The door closed behind him. Alif knelt at Dina’s feet.

“It’s so bright in my head,” he stuttered. “There are so many things I want to say but it’s so bright I can’t think—help me, please. You’re the
only one who knows what to do. Just—just make it less bright—”

Dina hesitated. Then she knelt in front of him, knee to knee, and threw her veil over his head.

* * *

The darkness soothed Alif’s dazzled eyes. After a moment his pupils adjusted, lessening the smarting pain in his head. He could not have guessed the world she had created
for herself. Sewn into the underside of her long outer cloak were patches of bright silk: patterned, beaded, spangled with points of light; they hung above him like a tent, supported by her bare,
bandaged arm. They lay on the floor facing one another. He rested his forehead in the curve of her neck, taking in the scent of her hair. She watched him. She was not beautiful, not by the measure
of the magazines hidden beneath his bed at home. Not like Intisar. Her nose was as large as he remembered. She was unfashionably dark, leading Alif to guess she had never bothered with the
skin-bleaching creams so many girls used to poison themselves. Of course she had not.
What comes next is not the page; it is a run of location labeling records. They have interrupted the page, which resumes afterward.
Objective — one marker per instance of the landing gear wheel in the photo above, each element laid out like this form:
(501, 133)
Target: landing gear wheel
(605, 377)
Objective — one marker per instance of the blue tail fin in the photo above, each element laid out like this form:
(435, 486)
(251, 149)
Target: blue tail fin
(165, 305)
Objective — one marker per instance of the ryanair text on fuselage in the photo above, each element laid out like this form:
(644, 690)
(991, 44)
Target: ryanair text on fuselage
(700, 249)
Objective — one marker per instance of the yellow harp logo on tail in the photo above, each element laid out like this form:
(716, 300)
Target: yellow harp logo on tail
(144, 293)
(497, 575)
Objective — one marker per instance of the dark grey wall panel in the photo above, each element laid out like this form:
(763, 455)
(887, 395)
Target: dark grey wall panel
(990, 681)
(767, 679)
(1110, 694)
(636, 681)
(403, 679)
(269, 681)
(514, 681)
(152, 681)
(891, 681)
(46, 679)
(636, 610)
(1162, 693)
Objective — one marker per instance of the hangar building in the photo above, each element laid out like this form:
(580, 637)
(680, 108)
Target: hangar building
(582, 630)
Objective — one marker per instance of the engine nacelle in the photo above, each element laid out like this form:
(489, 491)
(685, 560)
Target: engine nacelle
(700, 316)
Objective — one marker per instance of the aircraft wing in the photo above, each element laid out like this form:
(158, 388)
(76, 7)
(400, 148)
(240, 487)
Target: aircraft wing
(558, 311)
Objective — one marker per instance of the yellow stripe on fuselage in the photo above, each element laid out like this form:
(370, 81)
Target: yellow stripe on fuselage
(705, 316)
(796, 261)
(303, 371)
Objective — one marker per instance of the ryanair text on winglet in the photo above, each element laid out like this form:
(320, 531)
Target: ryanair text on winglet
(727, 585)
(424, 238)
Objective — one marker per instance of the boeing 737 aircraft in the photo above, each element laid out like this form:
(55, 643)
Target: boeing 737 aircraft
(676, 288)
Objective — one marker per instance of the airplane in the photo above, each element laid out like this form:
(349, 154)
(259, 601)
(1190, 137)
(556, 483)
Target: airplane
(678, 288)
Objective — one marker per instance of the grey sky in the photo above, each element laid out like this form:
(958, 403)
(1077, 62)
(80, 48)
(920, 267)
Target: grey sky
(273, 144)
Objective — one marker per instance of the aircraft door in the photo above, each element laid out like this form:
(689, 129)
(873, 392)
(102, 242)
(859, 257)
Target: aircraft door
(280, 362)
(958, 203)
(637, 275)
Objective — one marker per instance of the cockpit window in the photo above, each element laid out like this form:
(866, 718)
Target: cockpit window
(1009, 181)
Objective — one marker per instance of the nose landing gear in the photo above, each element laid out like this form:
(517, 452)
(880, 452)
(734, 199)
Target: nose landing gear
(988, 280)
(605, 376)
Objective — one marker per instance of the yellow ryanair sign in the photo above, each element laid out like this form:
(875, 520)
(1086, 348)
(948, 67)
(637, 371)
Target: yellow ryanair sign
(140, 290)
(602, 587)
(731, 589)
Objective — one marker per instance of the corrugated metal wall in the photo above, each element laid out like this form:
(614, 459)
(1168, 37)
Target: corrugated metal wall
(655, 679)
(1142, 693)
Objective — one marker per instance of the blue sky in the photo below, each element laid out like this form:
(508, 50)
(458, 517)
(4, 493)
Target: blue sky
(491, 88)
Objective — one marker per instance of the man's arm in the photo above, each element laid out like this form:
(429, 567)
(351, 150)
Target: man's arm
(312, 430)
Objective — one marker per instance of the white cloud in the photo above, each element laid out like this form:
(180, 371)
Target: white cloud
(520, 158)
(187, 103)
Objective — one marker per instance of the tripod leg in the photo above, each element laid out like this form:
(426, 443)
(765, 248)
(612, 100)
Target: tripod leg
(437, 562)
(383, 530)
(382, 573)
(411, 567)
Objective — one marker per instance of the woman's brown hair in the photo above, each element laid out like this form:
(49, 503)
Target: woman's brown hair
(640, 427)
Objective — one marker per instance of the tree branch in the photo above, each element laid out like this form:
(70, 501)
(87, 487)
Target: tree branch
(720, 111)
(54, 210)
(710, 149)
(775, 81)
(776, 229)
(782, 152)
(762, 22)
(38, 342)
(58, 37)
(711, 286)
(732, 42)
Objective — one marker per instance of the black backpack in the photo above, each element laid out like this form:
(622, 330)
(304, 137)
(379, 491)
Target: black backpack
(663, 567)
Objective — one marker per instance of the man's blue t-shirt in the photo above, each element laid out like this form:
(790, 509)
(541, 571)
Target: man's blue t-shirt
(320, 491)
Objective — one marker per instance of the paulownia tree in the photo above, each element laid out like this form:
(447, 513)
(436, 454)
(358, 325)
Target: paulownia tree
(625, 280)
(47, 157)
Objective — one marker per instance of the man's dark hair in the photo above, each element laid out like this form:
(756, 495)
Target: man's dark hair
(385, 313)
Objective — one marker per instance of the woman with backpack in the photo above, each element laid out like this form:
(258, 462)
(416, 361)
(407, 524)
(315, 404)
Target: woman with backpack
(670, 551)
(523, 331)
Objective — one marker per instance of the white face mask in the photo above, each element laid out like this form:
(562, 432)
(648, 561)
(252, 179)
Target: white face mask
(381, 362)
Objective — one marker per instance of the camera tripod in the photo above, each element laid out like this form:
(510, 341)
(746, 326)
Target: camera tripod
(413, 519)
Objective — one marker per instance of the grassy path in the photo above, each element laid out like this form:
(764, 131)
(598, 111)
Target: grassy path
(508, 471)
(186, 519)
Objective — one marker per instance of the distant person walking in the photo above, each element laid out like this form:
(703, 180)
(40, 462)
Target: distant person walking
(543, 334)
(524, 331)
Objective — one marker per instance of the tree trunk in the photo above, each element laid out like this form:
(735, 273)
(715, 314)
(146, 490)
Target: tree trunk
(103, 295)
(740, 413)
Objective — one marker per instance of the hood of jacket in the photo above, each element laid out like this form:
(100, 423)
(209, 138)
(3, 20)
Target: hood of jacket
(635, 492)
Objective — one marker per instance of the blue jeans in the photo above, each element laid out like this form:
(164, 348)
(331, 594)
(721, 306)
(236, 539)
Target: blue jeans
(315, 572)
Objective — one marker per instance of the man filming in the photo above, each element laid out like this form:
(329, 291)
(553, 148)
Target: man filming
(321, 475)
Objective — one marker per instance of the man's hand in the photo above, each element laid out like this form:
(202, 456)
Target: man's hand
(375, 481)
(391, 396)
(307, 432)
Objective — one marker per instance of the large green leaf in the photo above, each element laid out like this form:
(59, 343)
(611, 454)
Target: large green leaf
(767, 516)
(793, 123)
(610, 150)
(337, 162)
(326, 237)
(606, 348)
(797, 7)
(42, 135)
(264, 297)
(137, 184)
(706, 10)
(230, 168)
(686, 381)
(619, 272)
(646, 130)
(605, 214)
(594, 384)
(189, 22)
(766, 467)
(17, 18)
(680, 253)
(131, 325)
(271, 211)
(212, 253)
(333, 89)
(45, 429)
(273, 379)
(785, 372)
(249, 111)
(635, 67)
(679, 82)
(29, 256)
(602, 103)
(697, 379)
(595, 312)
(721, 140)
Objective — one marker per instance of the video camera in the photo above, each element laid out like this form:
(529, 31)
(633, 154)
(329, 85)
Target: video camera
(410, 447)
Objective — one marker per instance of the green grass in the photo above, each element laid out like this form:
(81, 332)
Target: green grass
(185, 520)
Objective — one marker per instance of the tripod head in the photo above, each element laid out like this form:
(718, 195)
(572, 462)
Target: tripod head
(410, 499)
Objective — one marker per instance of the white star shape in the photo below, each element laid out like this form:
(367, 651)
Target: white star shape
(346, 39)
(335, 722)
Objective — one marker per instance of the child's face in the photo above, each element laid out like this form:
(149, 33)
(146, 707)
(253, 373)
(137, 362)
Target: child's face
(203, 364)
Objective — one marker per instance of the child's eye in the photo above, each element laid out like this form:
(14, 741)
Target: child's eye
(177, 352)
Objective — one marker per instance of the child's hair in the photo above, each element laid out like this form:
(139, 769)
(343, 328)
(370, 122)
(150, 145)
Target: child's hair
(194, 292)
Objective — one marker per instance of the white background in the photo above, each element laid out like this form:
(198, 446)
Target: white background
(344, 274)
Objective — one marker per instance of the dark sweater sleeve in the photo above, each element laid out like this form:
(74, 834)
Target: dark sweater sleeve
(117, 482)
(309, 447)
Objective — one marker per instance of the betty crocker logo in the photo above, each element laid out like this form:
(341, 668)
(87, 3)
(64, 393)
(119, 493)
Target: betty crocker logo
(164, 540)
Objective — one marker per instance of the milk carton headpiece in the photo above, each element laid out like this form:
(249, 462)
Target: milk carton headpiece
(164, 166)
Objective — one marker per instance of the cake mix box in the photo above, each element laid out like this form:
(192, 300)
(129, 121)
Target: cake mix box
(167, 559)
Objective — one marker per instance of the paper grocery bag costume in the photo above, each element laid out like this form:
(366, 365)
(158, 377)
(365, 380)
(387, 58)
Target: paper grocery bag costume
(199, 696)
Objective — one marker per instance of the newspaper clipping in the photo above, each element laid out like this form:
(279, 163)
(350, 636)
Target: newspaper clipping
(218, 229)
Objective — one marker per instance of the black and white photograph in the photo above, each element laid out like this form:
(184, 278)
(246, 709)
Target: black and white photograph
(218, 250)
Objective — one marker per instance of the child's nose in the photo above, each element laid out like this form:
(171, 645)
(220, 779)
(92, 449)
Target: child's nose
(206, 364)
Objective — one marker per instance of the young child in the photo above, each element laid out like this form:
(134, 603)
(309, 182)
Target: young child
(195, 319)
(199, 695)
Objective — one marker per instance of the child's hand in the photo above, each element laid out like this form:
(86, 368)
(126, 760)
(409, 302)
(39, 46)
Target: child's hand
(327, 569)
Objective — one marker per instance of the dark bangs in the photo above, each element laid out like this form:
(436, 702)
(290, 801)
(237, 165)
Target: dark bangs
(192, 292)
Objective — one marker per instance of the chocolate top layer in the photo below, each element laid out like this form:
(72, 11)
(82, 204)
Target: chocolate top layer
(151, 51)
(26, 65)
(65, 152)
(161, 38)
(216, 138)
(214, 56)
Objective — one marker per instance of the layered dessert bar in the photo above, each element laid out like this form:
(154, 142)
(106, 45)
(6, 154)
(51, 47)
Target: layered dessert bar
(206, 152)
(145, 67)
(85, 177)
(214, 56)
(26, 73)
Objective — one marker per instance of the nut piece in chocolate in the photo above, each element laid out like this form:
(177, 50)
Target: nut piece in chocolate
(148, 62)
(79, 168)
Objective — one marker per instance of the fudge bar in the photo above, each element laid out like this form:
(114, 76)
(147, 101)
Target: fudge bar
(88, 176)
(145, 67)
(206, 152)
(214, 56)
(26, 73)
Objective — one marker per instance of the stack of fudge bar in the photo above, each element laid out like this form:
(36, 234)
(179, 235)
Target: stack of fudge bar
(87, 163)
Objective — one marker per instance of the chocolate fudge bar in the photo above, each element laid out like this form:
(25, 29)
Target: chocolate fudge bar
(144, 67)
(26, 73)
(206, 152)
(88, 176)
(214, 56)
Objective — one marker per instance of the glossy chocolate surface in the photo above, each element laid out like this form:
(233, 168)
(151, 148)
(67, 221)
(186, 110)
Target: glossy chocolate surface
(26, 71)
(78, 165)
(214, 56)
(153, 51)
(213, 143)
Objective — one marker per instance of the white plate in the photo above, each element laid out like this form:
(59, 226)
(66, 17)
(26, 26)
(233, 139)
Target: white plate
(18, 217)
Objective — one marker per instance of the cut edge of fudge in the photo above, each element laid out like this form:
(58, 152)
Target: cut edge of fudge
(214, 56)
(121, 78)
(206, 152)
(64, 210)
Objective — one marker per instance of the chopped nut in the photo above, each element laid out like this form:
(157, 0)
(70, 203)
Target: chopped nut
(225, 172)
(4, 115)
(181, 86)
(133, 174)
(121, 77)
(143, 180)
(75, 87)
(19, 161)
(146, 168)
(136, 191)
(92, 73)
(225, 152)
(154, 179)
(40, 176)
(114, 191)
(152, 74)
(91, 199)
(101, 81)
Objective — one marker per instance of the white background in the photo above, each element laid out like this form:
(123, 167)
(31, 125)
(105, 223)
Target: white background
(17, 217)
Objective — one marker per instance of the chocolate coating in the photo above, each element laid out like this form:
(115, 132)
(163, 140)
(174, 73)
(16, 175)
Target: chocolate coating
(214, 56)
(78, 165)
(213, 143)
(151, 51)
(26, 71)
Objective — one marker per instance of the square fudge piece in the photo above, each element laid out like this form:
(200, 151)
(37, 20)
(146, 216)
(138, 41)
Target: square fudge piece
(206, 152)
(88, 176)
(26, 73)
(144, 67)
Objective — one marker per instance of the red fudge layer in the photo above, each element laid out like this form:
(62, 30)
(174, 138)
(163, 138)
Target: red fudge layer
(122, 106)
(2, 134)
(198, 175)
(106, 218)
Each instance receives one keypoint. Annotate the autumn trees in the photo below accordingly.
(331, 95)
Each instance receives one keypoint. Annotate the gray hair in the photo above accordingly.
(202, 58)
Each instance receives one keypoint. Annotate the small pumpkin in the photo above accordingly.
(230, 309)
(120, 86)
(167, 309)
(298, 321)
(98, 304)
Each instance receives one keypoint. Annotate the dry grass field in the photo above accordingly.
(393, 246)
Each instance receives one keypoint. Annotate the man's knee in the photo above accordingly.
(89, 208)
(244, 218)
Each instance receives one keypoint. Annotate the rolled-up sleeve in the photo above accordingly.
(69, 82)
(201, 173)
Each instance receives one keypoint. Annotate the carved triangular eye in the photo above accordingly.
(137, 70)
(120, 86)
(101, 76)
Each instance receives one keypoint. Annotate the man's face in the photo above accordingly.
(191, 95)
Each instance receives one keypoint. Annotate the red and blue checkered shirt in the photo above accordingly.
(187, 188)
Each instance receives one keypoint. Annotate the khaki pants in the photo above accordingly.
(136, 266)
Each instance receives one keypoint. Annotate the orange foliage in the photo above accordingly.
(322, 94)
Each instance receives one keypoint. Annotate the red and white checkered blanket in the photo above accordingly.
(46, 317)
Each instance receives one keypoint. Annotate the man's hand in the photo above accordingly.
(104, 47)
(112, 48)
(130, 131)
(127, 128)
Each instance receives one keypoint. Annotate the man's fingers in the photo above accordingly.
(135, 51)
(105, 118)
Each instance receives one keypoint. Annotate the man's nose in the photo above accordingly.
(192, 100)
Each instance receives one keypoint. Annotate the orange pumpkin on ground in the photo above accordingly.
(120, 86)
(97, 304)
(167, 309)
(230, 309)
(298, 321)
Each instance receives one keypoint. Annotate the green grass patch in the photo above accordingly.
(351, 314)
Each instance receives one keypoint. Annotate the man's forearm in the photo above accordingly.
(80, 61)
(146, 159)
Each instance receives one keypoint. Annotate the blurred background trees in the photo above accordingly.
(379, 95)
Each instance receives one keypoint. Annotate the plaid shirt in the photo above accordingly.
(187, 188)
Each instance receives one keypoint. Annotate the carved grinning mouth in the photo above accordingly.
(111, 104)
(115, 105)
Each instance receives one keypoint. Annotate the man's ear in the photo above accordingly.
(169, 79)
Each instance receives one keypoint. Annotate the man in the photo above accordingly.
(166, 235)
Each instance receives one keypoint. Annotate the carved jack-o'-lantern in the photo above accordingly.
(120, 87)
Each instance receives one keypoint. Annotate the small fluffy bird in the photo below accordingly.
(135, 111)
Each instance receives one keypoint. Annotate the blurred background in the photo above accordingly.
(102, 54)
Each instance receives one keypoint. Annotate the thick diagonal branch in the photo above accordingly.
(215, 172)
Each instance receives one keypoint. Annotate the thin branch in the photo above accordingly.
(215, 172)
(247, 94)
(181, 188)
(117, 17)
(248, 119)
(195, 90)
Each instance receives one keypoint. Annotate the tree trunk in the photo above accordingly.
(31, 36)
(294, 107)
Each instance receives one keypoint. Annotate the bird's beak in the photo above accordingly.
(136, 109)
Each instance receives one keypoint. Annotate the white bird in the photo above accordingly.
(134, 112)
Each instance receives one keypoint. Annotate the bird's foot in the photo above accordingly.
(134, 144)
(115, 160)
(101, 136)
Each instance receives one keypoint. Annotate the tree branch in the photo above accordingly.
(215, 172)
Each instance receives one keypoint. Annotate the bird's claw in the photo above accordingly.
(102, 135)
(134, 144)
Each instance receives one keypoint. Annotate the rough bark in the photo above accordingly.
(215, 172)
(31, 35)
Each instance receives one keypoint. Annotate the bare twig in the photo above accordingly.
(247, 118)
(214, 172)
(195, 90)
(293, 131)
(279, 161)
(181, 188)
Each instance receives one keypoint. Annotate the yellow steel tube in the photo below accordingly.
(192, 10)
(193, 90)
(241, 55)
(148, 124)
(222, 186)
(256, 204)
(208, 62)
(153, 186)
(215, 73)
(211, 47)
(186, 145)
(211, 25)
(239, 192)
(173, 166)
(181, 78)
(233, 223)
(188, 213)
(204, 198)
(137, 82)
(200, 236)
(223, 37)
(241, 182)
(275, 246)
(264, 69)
She had pride.

“What are you thinking?” she asked.

“I’m thinking that you are all good things in one place,” he said.

She blushed. Her mouth was tender, expressive, her red-brown skin unflawed. He realized with something like humility that her most striking feature had always been visible to him. The greenish,
upswept eyes, set against the palette of her flesh, were even more appealing now.

No, not beautiful, but a face that was not easily forgotten.

“I’ve been unfaithful to you,” he murmured. “Forgive me.”

“I forgive you.” The delightful mouth curved upward. He wanted to kiss it, but held back. He would not touch her until she permitted him, until he had spoken to her father and made
it all right. He had to take leave of her and go.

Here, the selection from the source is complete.